Between Friday evening and Saturday morning, after US President Donald Trump announced that 100 percent customs duty would be imposed on China. cryptocurrency market crashed. Approximately 19 billion dollars of positions were liquidated in 24 hours and 1.6 million investors were deleted from the market. Immediately after the events, Crypto.com CEO Kris Marszalekcalled on regulators to examine exchanges for the fairness of practices. At the center of the controversy are allegations that some exchanges with high volatility have outages and pricing deviations that are not limited to minutes.
Marszalek’s Call to Regulators
Marszalek, X In his post on his account, he wanted the stock exchanges with the most liquidations to be put under the spotlight.
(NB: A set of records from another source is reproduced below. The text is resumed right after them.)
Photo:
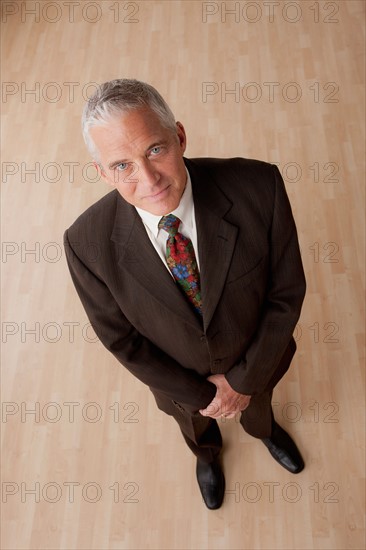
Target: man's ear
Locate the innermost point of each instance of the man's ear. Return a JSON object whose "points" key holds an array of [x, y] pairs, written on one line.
{"points": [[181, 133]]}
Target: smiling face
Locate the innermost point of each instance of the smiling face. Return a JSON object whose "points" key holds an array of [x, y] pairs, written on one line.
{"points": [[142, 159]]}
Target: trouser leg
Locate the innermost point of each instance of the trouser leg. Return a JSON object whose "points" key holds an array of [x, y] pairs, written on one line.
{"points": [[201, 433], [258, 417]]}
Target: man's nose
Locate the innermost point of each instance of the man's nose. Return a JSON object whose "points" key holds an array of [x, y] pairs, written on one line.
{"points": [[147, 174]]}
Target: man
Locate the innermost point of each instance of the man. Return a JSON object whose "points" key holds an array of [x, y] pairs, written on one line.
{"points": [[197, 282]]}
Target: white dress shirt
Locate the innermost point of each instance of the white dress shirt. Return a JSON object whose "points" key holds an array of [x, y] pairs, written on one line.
{"points": [[185, 212]]}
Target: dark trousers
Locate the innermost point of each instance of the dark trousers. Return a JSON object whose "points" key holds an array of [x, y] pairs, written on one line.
{"points": [[202, 434]]}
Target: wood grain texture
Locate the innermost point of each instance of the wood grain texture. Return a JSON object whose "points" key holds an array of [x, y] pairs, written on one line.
{"points": [[282, 82]]}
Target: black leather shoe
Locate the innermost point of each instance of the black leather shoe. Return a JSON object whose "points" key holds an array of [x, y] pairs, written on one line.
{"points": [[284, 450], [211, 482]]}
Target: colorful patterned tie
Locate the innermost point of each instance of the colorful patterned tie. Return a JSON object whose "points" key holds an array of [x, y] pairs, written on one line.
{"points": [[181, 261]]}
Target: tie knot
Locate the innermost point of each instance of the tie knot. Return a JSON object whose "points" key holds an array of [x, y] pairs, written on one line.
{"points": [[170, 224]]}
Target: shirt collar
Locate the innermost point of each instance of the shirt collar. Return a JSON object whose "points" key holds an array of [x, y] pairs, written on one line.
{"points": [[184, 211]]}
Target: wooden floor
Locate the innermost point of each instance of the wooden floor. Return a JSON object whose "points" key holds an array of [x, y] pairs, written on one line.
{"points": [[83, 464]]}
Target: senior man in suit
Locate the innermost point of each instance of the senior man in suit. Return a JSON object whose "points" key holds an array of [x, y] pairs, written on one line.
{"points": [[195, 281]]}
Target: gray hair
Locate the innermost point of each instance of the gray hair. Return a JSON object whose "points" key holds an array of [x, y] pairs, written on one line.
{"points": [[122, 95]]}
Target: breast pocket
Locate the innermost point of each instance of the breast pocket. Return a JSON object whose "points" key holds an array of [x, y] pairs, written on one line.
{"points": [[246, 278]]}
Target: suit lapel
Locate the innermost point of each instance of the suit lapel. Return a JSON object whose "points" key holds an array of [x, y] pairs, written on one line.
{"points": [[138, 256], [216, 238]]}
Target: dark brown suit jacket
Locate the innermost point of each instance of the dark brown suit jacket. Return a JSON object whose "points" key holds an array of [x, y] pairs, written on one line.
{"points": [[252, 285]]}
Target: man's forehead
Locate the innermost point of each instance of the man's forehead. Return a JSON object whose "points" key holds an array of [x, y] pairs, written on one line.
{"points": [[130, 128]]}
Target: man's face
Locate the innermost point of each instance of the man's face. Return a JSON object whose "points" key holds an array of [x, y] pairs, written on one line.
{"points": [[143, 160]]}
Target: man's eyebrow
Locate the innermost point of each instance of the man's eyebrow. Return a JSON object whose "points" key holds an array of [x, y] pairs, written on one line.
{"points": [[155, 144]]}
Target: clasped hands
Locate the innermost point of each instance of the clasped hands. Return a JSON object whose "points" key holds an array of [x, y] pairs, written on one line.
{"points": [[227, 402]]}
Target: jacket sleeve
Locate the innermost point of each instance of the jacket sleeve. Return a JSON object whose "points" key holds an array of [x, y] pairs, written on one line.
{"points": [[282, 307], [140, 356]]}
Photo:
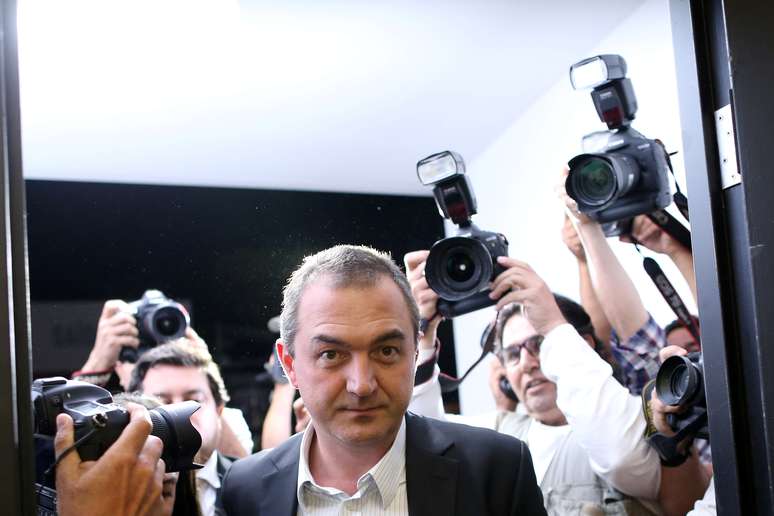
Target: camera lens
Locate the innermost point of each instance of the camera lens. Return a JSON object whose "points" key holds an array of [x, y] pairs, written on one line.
{"points": [[458, 267], [172, 424], [167, 323], [596, 181], [679, 381]]}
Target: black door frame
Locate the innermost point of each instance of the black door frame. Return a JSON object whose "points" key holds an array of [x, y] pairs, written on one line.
{"points": [[17, 468], [724, 54]]}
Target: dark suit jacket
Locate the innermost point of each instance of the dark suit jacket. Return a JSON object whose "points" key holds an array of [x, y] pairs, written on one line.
{"points": [[450, 469]]}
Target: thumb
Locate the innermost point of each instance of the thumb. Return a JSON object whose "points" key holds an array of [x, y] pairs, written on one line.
{"points": [[63, 440]]}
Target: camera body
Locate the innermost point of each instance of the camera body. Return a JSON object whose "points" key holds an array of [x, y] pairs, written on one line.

He demanded public answers on topics such as the compatibility of prices with indices, transaction monitoring and AML setups, and whether in-house trading teams work with a “Chinese Wall” distinction. In his message, he also emphasized investigating the moments when users cannot place orders due to platform slowdowns that last for hours. The call follows reports over the weekend that liquidations reached record levels in the range of $19-20 billion.

Trump’s harsh action on all products imported from China was the trigger for the market collapse. customs duty announcement and the accompanying trade tension came to the fore. Experts point out that leverage concentration, automatic liquidation mechanisms and low liquidity at night deepened the decline.
Anatomy of the Crash in Cryptocurrencies
The severity of the capital outflow created aphasias in many cryptocurrencies, causing instant prices to drop to almost zero. Some altcoins experienced losses of hundreds of points within minutes. For example altcoin In ATOM, there were deep sags and then a partial recovery came. The resulting picture points to a record-scale wave of liquidations, although there are different views on the total liquidation size among data providers.
On the other hand central exchanges‘s reactions under intense pressure are on the agenda again. In the past weeks, the temporary halt of futures trading on Binance due to a malfunction in the unified collateral product has raised discussions about the fragility of order transmission in times of systemic stress. Marszalek’s questions, “were the orders priced correctly, were there any slowdowns?” focus exactly on these operational topics.